No entanto, os pesquisadores ressaltam que, no presente, não servirão para reparar tecidos danificados por doenças, mas para avaliar o efeito de drogas, evitando ensaios de pacientes e estudando as características funcionais e bioquímicas de algumas doenças, especialmente as raras.

“A beleza do nosso trabalho é que o biomúsculo nos permitirá realizar ensaios clínicos de drogas não mais em pacientes da vida real, mas dentro de um laboratório, em um tubo de ensaio”, comentou o engenheiro bioquímico Nenad Bursac, o coordenador da experiência, junto com seus colegas.

Para obter os “biomúsculos”, os pesquisadores começaram a partir de células humanas chamadas precursores miogênicos, que, por sua vez, foram obtidas a partir de células-tronco e multiplicadas por mais de mil vezes: foram colocadas em um suporte tridimensional preenchido com um gel gelatinoso.

Após a reprogramação das células para voltarem ao seu estado original, elas são bombardeadas com uma molécula, que vai dar instruções para ocorrer a transformação em tecido muscular.

Depois de duas a três semanas, as células “musculares” se contraem e reagem a estímulos externos, como impulsos elétricos e sinais químicos.

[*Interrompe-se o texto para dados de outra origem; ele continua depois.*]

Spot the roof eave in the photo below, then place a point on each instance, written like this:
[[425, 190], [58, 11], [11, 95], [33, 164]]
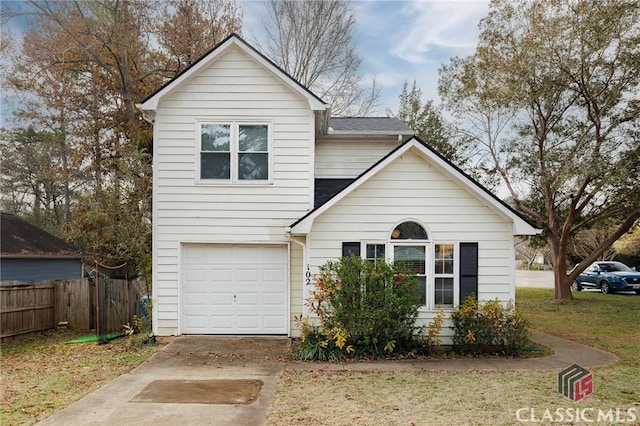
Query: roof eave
[[151, 103], [520, 226]]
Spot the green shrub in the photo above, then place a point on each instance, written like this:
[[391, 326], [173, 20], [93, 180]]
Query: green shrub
[[363, 309], [489, 328]]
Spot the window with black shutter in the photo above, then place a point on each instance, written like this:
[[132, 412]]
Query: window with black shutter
[[349, 248]]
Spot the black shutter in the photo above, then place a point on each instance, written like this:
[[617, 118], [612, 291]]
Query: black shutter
[[351, 248], [468, 270]]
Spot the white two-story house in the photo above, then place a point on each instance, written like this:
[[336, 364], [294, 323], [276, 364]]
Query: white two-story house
[[255, 187]]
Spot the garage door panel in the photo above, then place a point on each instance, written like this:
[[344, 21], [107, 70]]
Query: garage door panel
[[274, 298], [244, 299], [247, 275], [234, 289], [221, 299], [221, 322]]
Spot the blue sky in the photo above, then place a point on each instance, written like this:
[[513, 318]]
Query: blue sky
[[400, 40]]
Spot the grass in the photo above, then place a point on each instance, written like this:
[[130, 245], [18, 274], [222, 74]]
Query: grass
[[42, 372], [610, 322]]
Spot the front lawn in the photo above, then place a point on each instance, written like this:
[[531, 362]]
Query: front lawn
[[42, 372], [610, 322]]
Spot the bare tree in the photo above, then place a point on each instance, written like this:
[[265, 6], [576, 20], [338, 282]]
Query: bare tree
[[313, 42], [564, 79]]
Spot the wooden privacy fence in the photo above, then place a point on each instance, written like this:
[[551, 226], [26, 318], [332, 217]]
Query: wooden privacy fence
[[105, 305]]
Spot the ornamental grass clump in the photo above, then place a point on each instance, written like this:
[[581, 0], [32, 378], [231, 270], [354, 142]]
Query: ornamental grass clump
[[489, 328], [361, 309]]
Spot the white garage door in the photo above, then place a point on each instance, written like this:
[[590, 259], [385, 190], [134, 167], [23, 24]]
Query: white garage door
[[234, 289]]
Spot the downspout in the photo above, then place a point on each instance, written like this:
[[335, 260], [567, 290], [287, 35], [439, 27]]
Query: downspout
[[305, 270]]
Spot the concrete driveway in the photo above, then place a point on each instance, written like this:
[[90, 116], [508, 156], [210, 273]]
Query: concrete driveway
[[181, 367], [165, 389]]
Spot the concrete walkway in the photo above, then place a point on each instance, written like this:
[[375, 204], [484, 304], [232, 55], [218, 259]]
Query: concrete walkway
[[198, 358]]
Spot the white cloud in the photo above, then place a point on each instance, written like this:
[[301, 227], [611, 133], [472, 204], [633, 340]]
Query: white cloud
[[439, 28]]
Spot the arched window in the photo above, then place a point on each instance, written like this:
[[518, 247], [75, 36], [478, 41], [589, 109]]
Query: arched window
[[409, 231], [410, 245]]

No entanto, o músculo criado é mais fraco que o tecido muscular original, mas, de acordo, com os cientistas, eles têm potencial.

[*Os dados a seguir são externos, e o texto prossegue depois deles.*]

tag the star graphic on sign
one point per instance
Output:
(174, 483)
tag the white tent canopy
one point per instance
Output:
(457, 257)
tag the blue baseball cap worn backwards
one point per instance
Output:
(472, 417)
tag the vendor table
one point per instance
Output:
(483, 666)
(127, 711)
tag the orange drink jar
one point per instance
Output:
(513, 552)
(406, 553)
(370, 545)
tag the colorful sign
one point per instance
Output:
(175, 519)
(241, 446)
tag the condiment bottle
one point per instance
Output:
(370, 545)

O primeiro teste foi realizado em camundongos adultos. As células sobreviveram e se integraram no tecido muscular dos animais. “A hipótese de estudar doenças raras é especialmente estimulante para nós”, explicou Bursac

Objetivos

“Um dos nossos objetivos – explica Bursac – é usar esse método para oferecer aos pacientes tratamentos personalizados. A ideia é fazer uma pequena biópsia de cada paciente, fazer novos músculos crescerem no laboratório e usar essas amostras para avaliar o melhor medicamento para o caso individual “.

“Existem algumas patologias, por exemplo, a distrofia muscular de Duchenne que torna a biópsia particularmente difícil. Se pudéssemos ter sucesso, mesmo usando células-tronco pluripotentes induzidas, precisamos de uma pequena amostra da pele ou sangue do paciente para obter seu músculo “testador” em um tubo de ensaio”.

O músculo esquelético é o tecido mais abundante e regenerativo no corpo humano, mas pode ser funcionalmente comprometido devido a doenças genéticas, metabólicas e neuromusculares, incluindo várias distrofias, diabetes ou doença de Huntington. A capacidade de gerar equivalentes fisiológicos in vitro do músculo esquelético humano poderia oferecer uma plataforma versátil para estudos biológicos fundamentais e desenvolvimento de novas terapias de genes e medicamentos para distúrbios musculares. Estudos em larga escala de fisiologia e rastreamento de drogas exigiriam, no entanto, uma fonte pronta e expansível de células progenitoras musculares, bem como condições de cultura 3D que levem à formação de tecidos musculares biomiméticos capazes de geração de força induzida eletricamente e quimicamente.

No trabalho anterior, Bursac e sua equipe começaram com pequenas amostras de células humanas obtidas a partir de biópsias musculares, chamadas “mioblastos”, que já haviam avançado além do estágio das células estaminais, mas ainda não se tornaram fibras musculares maduras. Esses micoblastos cresceram por muitas dobras e depois colocaram-nos em um andaime de suporte 3-D preenchido com um gel nutritivo que lhes permitiu formar fibras musculares humanas alinhadas e funcionando.

No novo estudo, os pesquisadores começaram com células-tronco pluripotentes induzidas por humanos. Estas são células retiradas de tecidos não musculares adultos, como pele ou sangue, e reprogramadas para reverter para um estado primordial. As células estaminais pluripotentes são então cultivadas enquanto inundadas com uma molécula chamada Pax7 – que sinaliza as células para começar a se tornar músculo.

À medida que as células proliferavam, elas se tornaram muito semelhantes, mas não tão robustas quanto as células-tronco musculares adultas. Embora estudos anteriores tenham realizado esse feito, ninguém conseguiu então cultivar essas células intermediárias em músculos funcionais.